In Missoula, Tester Joins Postal Workers and Locals to Discuss Importance of Missoula’s USPS Processing Center

Following urging from the Senator, the USPS halted plans to consolidate Missoula’s Processing and Distribution Center

U.S. Senator Jon Tester today spoke alongside postal workers and Missoula locals to discuss his efforts to halt plans to move Missoula’s United States Postal Service (USPS) Processing Center to Spokane.

“Simply put, there is no scenario where moving the processing center out of state would improve service for Montanans. And it would have put a handful of good-paying Montana jobs on the chopping block,” said Tester. “This is yet another example of unelected D.C. bureaucrats not understanding rural America. I’m proud to have put a stop to this consolidation plan, and I’m going to continue to do all I can as Montana’s senior senator to make sure they don’t change course.”

“We have heard from the elderly, we have heard from businesses, we have heard from veterans. It is a big deal to be waiting on medications. We rely on these services and we also rely on these jobs in Missoula,” said Amber Sherrill, President of the Missoula City Council. “To lose these jobs would be a giant blow to the city of Missoula as well as a giant blow to those families… I want to personally thank you, Senator Tester, for the work that you’ve done for us. I’m proud and I’m honored and I’m grateful that you’re willing to take the helm of this and fight for what we need in our community.”

“When this came across my desk, the mail processing review and the risk of losing jobs, I had no doubt in my mind Senator Tester would help us and answer the call, and you guys have. You’ve been by our side every step of the way,” said Robert Hopp, President of the American Postal Workers Union Local #113. “We all know this is a bad idea, moving all our outgoing mail to Spokane, Washington. Like the Senator said, he’s driven these roads. I’ve driven these roads. We’ve all driven these mountain passes. The PARCEL Act needs to go through… We’re moving in the wrong direction, but if we keep up the fight with Senator Tester’s help, we can win this. Thank you, again, from the bottom of my heart.”

“I want to thank Senator Tester for representing Montana values,” said Steve McArthur, a local Missoula senior. “I used to get social security mailed to me. I now have it delivered electronically to my bank. Part of that is because of the erosion of trust… I’m concerned about this continued erosion and I appreciate, Jon, your willingness to stand up and fight for our Montana values.”

After Tester repeatedly called on USPS to halt plans to move Missoula’s P&DC outgoing processing operations to Spokane, Postmaster Louis DeJoy responded by announcing this month that he would pause all processing center consolidation plans.

Tester fought for months to force USPS to halt their consolidation plans in Montana and across the country.

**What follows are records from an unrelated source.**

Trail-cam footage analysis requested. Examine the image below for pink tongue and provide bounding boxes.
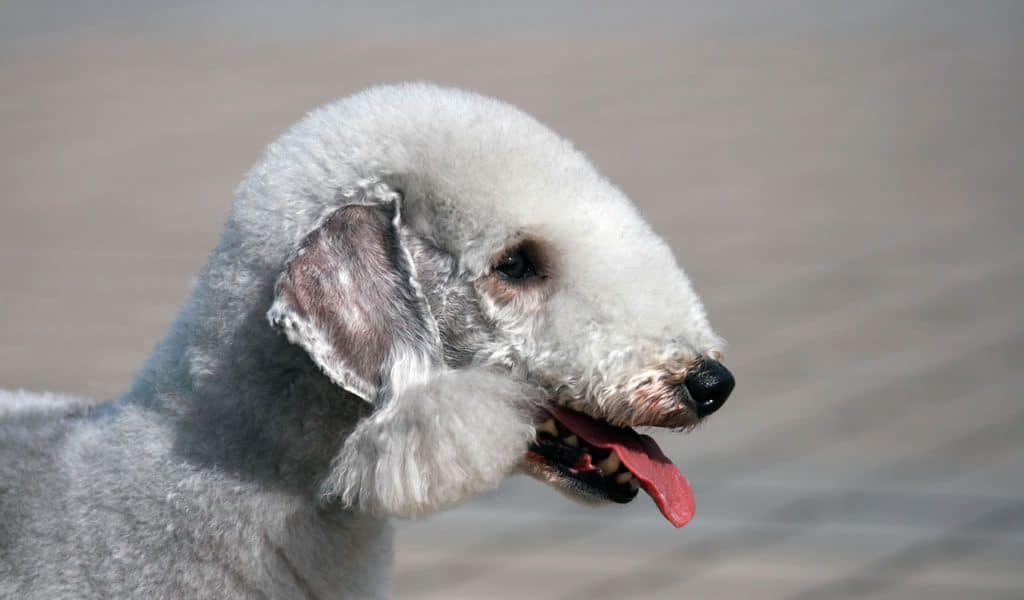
[551,406,695,527]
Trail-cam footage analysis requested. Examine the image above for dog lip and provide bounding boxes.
[550,406,694,527]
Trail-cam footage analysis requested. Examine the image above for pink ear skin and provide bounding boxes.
[267,202,440,405]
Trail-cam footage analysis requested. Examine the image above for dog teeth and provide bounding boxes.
[597,453,622,475]
[537,419,558,437]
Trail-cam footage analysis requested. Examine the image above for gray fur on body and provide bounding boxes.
[0,84,722,598]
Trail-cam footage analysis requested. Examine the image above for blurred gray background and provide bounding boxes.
[0,0,1024,599]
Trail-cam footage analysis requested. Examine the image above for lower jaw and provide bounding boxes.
[524,444,639,504]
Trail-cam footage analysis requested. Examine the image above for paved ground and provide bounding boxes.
[0,2,1024,599]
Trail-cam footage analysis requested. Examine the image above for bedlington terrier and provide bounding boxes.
[0,84,733,599]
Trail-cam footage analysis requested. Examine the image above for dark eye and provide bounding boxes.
[495,250,537,280]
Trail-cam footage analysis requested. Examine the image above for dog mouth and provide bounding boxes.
[526,406,694,527]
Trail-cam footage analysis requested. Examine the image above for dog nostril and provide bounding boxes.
[683,358,736,417]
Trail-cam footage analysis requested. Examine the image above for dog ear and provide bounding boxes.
[267,190,441,406]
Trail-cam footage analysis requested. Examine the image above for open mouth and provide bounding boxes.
[527,406,694,527]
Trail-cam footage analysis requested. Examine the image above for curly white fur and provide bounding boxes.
[0,84,721,598]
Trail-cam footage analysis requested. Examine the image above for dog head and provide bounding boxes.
[260,85,732,526]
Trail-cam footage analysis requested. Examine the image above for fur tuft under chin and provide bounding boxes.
[321,369,542,517]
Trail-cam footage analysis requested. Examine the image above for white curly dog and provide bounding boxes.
[0,84,733,599]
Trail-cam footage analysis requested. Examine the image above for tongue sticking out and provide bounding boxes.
[551,406,694,527]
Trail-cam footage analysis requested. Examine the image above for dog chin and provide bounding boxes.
[521,399,694,527]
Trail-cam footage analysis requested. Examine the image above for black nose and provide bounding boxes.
[683,358,736,417]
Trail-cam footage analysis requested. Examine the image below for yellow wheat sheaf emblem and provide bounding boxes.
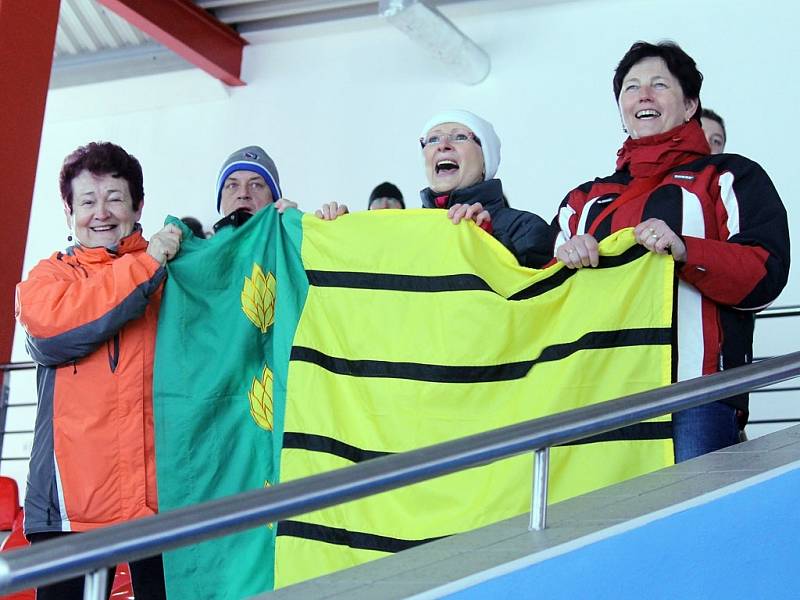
[242,263,275,333]
[247,365,272,431]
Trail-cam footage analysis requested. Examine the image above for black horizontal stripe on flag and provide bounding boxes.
[283,431,392,463]
[276,521,446,553]
[306,270,492,292]
[559,421,672,446]
[509,244,647,300]
[306,244,647,301]
[290,327,672,383]
[283,421,672,463]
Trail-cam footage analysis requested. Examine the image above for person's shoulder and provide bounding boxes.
[681,152,764,174]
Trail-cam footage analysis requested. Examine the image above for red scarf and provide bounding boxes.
[617,119,711,178]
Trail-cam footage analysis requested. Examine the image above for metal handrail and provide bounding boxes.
[0,360,36,372]
[0,352,800,594]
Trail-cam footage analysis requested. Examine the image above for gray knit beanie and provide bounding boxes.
[217,146,283,212]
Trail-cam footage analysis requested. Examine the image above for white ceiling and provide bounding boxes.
[50,0,476,88]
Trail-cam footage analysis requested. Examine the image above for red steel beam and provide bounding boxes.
[98,0,247,85]
[0,0,60,363]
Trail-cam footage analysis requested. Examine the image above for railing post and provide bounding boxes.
[83,568,108,600]
[528,448,550,531]
[0,369,11,465]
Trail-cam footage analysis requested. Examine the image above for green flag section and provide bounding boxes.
[154,209,308,600]
[154,208,674,600]
[275,211,673,587]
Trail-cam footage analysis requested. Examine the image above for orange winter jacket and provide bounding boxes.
[16,226,166,533]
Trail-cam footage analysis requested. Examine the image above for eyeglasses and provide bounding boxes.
[419,131,481,148]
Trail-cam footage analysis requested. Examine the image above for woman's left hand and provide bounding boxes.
[633,219,686,262]
[447,202,492,229]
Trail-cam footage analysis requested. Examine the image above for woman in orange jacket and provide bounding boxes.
[16,143,181,600]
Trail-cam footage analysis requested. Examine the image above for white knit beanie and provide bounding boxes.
[420,110,500,181]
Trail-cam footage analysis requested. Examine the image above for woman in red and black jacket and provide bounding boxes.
[553,42,789,461]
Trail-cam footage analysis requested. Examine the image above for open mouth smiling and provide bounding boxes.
[634,108,661,119]
[436,159,460,175]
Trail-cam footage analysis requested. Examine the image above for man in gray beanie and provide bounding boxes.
[214,146,297,231]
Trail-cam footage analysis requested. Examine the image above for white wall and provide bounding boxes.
[6,0,800,482]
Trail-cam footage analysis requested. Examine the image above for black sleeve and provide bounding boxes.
[490,207,558,269]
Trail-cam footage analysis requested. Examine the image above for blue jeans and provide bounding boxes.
[672,402,739,463]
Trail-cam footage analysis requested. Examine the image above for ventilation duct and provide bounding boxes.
[378,0,491,85]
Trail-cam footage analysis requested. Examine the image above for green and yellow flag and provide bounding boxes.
[155,209,673,600]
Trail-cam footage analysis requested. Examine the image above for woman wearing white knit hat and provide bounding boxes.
[420,110,554,268]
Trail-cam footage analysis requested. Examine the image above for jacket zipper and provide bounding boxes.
[106,333,119,373]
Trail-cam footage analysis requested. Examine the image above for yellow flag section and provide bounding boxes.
[275,209,673,587]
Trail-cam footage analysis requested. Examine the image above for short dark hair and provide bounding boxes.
[700,108,728,142]
[58,142,144,212]
[614,41,703,122]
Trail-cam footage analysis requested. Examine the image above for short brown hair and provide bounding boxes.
[58,142,144,212]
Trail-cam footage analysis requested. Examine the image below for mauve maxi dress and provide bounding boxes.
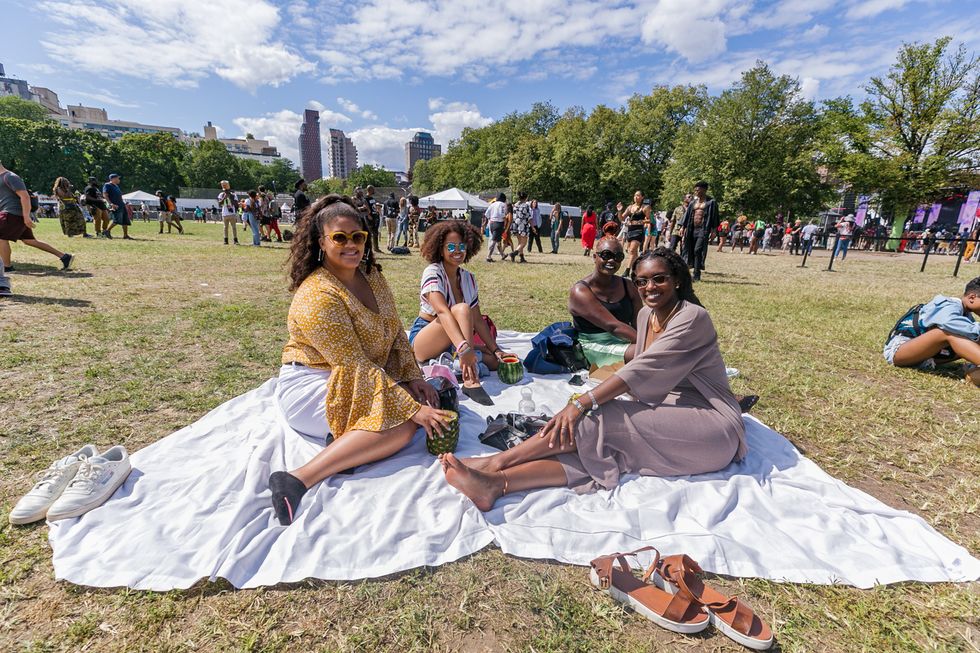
[558,301,748,493]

In February, Tester urged DeJoy to halt the United States Postal Service’s Mail Processing Facility Review that could result in the relocation of Missoula’s P&DC outgoing mail processing operations to Spokane, Washington. In March, following an initial decision to make the move permanent, and after hearing from countless veterans frustrated with USPS’s untimely delivery of prescription medications, Tester called on the USPS Board of Governors to work towards improved postal service in Montana. And in May, Tester led a bipartisan letter to the USPS Board of Governors calling for the USPS to halt all consolidation plans.

Tester has introduced his Protecting Access to Rural Carriers for Every Location (PARCEL) Act – legislation to prohibit unnecessary and harmful consolidation of mail processing operations nationwide – which would ensure USPS cannot reverse course on their decision to halt consolidation plans in Missoula and across Montana.